Lessi La camera azzurra di Simenon qualche anno fa, tra un viaggio in metropolitana, una sosta sulle panchine di un parco e una lunga notte insonne durante la quale, come in una tempesta in calma di vento, riconsiderai la capacità che possiede la letteratura di incidere sulle nostre vite di uomini. Pochi libri hanno avuto su di me il potere di congelare la vita per il tempo della loro lettura; La camera azzurra è uno di questi.

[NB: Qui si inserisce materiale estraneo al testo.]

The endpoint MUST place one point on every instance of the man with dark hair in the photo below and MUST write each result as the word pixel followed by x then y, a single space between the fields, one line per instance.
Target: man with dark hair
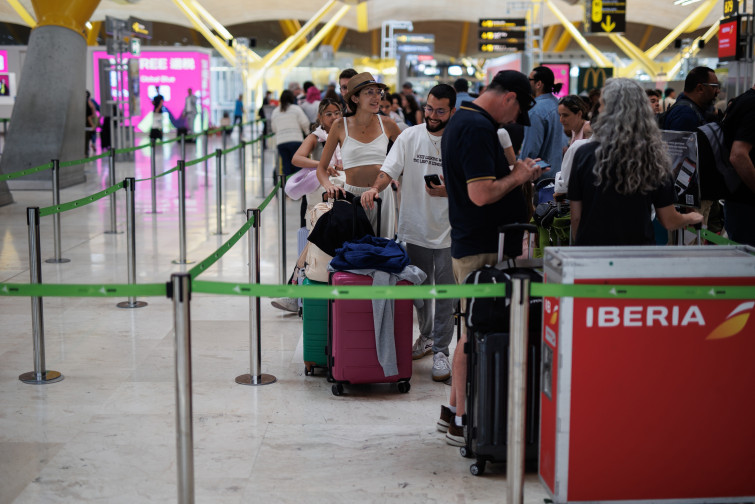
pixel 701 88
pixel 343 81
pixel 544 138
pixel 483 193
pixel 462 91
pixel 423 220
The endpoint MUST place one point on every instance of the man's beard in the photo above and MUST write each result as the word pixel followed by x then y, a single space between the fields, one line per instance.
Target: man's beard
pixel 435 129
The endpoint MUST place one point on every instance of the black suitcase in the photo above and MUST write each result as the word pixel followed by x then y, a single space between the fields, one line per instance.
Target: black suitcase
pixel 487 389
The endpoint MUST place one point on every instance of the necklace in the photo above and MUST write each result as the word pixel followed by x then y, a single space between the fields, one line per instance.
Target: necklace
pixel 434 142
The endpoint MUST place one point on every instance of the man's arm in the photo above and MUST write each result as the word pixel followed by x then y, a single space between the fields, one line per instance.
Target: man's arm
pixel 740 160
pixel 487 191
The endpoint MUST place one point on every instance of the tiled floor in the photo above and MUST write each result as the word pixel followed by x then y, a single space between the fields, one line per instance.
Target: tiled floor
pixel 107 432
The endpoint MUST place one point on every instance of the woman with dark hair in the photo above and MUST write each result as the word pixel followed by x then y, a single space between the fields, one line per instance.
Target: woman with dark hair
pixel 572 113
pixel 363 138
pixel 290 124
pixel 622 173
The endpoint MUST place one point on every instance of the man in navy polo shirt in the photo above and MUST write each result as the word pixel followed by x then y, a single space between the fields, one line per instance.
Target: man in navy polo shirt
pixel 484 192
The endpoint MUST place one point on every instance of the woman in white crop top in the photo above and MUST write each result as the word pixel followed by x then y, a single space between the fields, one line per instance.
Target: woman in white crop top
pixel 363 139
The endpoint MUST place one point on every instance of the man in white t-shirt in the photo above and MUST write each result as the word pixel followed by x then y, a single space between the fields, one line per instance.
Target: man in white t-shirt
pixel 423 220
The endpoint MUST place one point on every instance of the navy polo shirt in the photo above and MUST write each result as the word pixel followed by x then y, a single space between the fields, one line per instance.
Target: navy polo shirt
pixel 471 151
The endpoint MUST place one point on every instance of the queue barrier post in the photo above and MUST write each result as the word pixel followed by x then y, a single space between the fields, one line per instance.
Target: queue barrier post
pixel 56 216
pixel 180 291
pixel 113 200
pixel 242 175
pixel 41 375
pixel 255 376
pixel 130 185
pixel 517 400
pixel 182 214
pixel 219 189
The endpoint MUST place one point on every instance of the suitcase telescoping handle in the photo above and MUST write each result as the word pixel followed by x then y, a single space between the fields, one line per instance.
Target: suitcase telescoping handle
pixel 357 203
pixel 508 228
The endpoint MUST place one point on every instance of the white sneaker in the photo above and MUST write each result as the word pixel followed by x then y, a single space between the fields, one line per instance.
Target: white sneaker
pixel 422 346
pixel 441 367
pixel 286 304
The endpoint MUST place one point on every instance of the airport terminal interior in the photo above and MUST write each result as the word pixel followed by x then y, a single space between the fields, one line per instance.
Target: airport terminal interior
pixel 107 432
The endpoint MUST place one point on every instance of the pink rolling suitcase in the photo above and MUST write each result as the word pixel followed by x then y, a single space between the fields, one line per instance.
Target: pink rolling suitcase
pixel 352 352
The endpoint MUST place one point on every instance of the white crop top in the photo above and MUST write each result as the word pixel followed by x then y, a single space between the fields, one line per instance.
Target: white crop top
pixel 355 153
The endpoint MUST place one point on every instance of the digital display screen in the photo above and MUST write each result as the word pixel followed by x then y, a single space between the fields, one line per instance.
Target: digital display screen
pixel 561 74
pixel 728 40
pixel 174 72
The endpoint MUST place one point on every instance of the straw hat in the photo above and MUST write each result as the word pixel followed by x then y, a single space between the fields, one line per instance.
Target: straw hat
pixel 359 82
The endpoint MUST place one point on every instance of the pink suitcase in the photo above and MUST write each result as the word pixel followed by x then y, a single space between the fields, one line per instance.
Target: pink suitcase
pixel 352 355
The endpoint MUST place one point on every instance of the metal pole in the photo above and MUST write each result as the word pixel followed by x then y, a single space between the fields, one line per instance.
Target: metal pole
pixel 113 201
pixel 255 377
pixel 181 293
pixel 242 168
pixel 219 189
pixel 518 330
pixel 282 229
pixel 40 375
pixel 56 215
pixel 129 184
pixel 182 214
pixel 153 171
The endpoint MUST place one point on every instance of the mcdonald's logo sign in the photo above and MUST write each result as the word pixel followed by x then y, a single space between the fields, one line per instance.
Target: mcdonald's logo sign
pixel 592 77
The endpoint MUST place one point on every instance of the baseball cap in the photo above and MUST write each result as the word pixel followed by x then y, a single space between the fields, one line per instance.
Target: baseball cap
pixel 517 82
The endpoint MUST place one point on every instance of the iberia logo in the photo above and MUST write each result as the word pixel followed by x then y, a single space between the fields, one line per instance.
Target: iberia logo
pixel 734 323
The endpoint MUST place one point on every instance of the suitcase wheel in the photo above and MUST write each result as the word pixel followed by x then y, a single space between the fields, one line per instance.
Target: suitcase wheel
pixel 478 468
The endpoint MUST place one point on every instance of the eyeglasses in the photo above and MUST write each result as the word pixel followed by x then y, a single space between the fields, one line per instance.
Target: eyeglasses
pixel 439 112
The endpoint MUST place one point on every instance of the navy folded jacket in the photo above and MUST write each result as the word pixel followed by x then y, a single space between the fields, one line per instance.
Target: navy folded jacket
pixel 371 252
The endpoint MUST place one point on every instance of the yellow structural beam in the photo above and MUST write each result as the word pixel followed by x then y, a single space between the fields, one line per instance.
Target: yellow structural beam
pixel 21 11
pixel 295 59
pixel 692 22
pixel 362 24
pixel 550 34
pixel 563 41
pixel 220 45
pixel 464 39
pixel 72 14
pixel 591 50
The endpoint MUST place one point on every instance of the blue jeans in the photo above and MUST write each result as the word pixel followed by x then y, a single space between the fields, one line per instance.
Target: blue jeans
pixel 739 221
pixel 286 151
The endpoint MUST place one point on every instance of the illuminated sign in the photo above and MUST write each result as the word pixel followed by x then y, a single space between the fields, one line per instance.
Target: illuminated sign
pixel 728 40
pixel 605 16
pixel 174 72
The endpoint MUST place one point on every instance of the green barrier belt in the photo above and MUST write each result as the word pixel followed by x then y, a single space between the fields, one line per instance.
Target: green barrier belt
pixel 199 268
pixel 712 237
pixel 199 160
pixel 9 176
pixel 270 196
pixel 80 202
pixel 83 290
pixel 468 291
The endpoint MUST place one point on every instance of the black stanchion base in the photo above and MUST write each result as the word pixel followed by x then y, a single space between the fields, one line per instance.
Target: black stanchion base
pixel 135 304
pixel 263 379
pixel 46 377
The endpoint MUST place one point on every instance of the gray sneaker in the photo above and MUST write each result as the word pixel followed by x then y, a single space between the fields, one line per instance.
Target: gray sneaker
pixel 286 304
pixel 422 346
pixel 441 367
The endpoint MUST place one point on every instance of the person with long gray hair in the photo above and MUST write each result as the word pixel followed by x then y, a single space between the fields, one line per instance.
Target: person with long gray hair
pixel 623 172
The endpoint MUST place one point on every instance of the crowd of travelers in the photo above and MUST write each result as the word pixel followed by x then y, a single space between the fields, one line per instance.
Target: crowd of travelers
pixel 485 153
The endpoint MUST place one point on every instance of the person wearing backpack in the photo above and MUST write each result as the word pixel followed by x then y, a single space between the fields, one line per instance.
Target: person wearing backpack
pixel 739 138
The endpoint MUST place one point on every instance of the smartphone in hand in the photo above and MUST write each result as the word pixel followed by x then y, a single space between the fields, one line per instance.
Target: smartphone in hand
pixel 432 179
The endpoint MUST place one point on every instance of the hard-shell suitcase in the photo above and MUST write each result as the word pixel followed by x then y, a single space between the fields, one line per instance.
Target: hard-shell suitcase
pixel 487 387
pixel 315 331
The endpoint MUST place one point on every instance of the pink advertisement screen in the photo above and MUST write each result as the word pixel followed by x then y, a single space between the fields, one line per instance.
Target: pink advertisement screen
pixel 174 72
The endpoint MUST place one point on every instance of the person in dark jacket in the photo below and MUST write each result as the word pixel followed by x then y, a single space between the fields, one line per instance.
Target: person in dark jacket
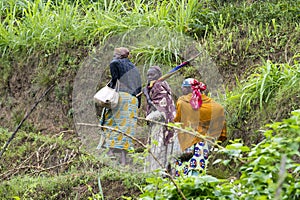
pixel 124 116
pixel 160 107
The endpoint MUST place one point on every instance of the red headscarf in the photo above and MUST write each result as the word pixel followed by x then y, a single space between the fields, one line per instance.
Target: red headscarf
pixel 196 100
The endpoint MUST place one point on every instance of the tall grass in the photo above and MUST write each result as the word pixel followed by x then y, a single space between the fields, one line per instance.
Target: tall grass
pixel 262 87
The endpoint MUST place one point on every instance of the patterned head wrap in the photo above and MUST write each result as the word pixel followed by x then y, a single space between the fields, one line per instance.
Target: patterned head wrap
pixel 121 52
pixel 157 69
pixel 197 87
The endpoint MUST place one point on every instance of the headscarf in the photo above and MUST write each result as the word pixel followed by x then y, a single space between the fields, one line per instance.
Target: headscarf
pixel 197 87
pixel 157 69
pixel 121 52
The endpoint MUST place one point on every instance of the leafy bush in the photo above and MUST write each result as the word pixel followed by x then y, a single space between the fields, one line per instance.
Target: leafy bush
pixel 270 170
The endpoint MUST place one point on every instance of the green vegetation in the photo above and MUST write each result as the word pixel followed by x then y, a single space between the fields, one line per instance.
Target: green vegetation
pixel 254 44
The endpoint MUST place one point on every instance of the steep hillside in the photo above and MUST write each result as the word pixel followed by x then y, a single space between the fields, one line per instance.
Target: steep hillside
pixel 250 59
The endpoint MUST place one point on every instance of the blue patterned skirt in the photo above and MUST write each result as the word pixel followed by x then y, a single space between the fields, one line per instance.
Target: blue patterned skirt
pixel 123 118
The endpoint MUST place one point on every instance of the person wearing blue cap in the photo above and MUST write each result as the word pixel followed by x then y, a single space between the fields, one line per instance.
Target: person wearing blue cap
pixel 201 113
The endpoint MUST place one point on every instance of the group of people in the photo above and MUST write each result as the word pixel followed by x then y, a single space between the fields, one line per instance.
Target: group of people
pixel 186 153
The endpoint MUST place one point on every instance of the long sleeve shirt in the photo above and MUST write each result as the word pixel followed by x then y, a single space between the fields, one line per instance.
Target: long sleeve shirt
pixel 128 76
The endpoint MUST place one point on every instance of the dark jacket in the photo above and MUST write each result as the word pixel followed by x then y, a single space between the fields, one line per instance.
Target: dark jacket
pixel 128 75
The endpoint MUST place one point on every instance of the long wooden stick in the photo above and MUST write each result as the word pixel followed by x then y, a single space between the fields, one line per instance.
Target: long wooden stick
pixel 24 119
pixel 171 72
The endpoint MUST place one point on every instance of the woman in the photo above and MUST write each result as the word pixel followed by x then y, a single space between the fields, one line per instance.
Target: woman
pixel 124 116
pixel 201 113
pixel 161 108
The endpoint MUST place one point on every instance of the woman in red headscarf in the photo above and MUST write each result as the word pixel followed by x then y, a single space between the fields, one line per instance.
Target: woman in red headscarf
pixel 201 113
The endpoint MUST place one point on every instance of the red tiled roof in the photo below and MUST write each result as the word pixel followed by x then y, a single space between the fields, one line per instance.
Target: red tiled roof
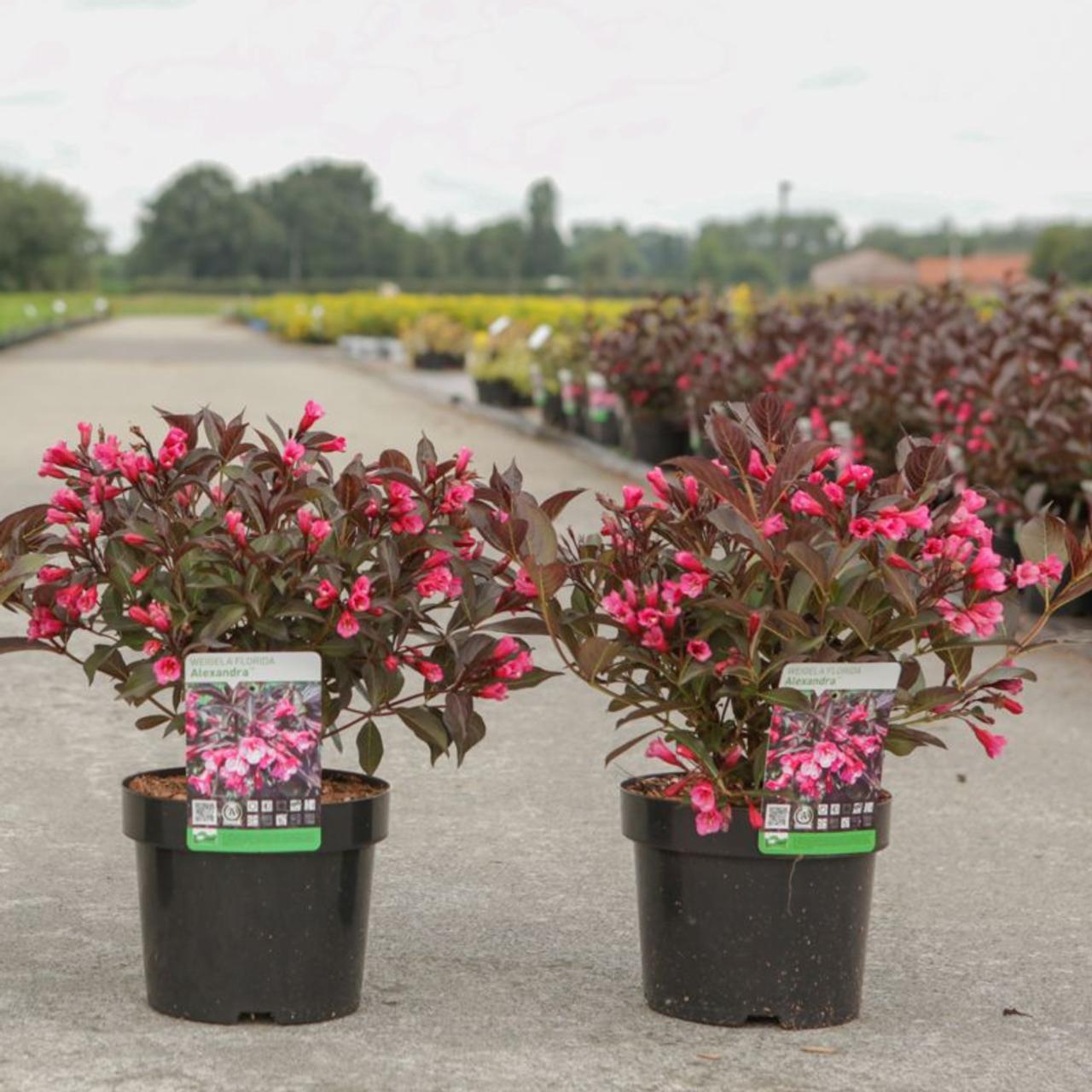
pixel 974 270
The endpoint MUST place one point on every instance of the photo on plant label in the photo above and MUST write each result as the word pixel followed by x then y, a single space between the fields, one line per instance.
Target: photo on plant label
pixel 253 740
pixel 831 752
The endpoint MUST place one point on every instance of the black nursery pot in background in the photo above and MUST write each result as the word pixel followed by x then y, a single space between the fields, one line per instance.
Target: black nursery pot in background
pixel 439 362
pixel 655 439
pixel 236 935
pixel 729 935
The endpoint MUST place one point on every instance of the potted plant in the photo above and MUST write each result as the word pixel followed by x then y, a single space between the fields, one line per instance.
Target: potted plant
pixel 687 609
pixel 502 366
pixel 150 553
pixel 647 361
pixel 437 343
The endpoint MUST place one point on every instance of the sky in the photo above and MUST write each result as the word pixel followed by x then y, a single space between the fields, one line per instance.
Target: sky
pixel 656 113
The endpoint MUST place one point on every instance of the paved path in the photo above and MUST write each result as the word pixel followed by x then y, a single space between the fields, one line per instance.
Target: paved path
pixel 503 938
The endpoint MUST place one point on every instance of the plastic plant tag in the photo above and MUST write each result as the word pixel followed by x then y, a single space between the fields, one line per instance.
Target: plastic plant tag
pixel 539 335
pixel 253 733
pixel 825 759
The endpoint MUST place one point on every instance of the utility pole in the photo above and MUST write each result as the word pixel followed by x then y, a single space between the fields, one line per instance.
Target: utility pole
pixel 783 188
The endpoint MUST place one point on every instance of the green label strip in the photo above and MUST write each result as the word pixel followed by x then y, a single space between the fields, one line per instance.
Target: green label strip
pixel 822 843
pixel 277 839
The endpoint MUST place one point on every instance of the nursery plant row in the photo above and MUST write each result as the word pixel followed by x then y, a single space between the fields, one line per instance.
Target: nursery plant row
pixel 26 316
pixel 758 621
pixel 1003 386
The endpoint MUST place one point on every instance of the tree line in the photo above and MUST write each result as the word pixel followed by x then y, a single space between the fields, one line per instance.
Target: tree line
pixel 321 224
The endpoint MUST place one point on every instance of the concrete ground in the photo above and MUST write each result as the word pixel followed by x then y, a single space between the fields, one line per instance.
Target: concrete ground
pixel 503 949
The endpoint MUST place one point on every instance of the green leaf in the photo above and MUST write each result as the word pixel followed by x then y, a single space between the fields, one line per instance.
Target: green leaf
pixel 427 726
pixel 811 562
pixel 931 697
pixel 23 644
pixel 1041 537
pixel 787 698
pixel 369 747
pixel 19 572
pixel 595 655
pixel 223 620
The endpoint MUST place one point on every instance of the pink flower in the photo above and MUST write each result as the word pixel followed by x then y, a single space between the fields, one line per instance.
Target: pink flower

La domanda «Ti ho fatto male?» che la sensuale Andrée rivolge all’amante Tony, mentre giace nuda sul letto sfatto di un albergo di provincia dopo aver fatto l’amore in un pomeriggio d’estate e osserva lui che si asciuga una goccia di sangue dal labbro, condensa in quattro parole il vuoto e l’abisso di una relazione clandestina che da lì a breve sfocerà nella rovina di entrambi. «Se io mi ritrovassi libera faresti in modo di liberarti anche tu?» è l’interrogativo agghiacciante che pone Andrée subito dopo e che alla luce dei fatti sanguinosi che seguiranno – ossia il duplice delitto del marito di Andrée e della moglie di Tony – assume una luce sinistra e inquietante.  La camera azzurra che dà il titolo a questo romanzo perfetto è il luogo in cui si consuma la passione dei due amanti, una camera d’albergo in Bretagna, e se le tinte hanno le loro parole, l’azzurro di questa camera è la libertà del cielo che sconfina in un posto costruito per mantenere i segreti. Simenon sembra che sappia tutto sulla provvisorietà delle relazioni umane, e questo fa di lui uno dei più grandi scrittori del Novecento. La storia a due che di schianto si conclude con un processo per omicidio è una perfetta allegoria della miseria degli uomini, di quanto poco questa piccola razza di viventi valuti le conseguenze delle proprie azioni e di quanto, in fin dei conti, siamo tutti scoperti ed indifesi di fronte ai rovesci delle passioni che dominano e squassano i nostri vili e piccoli cuori.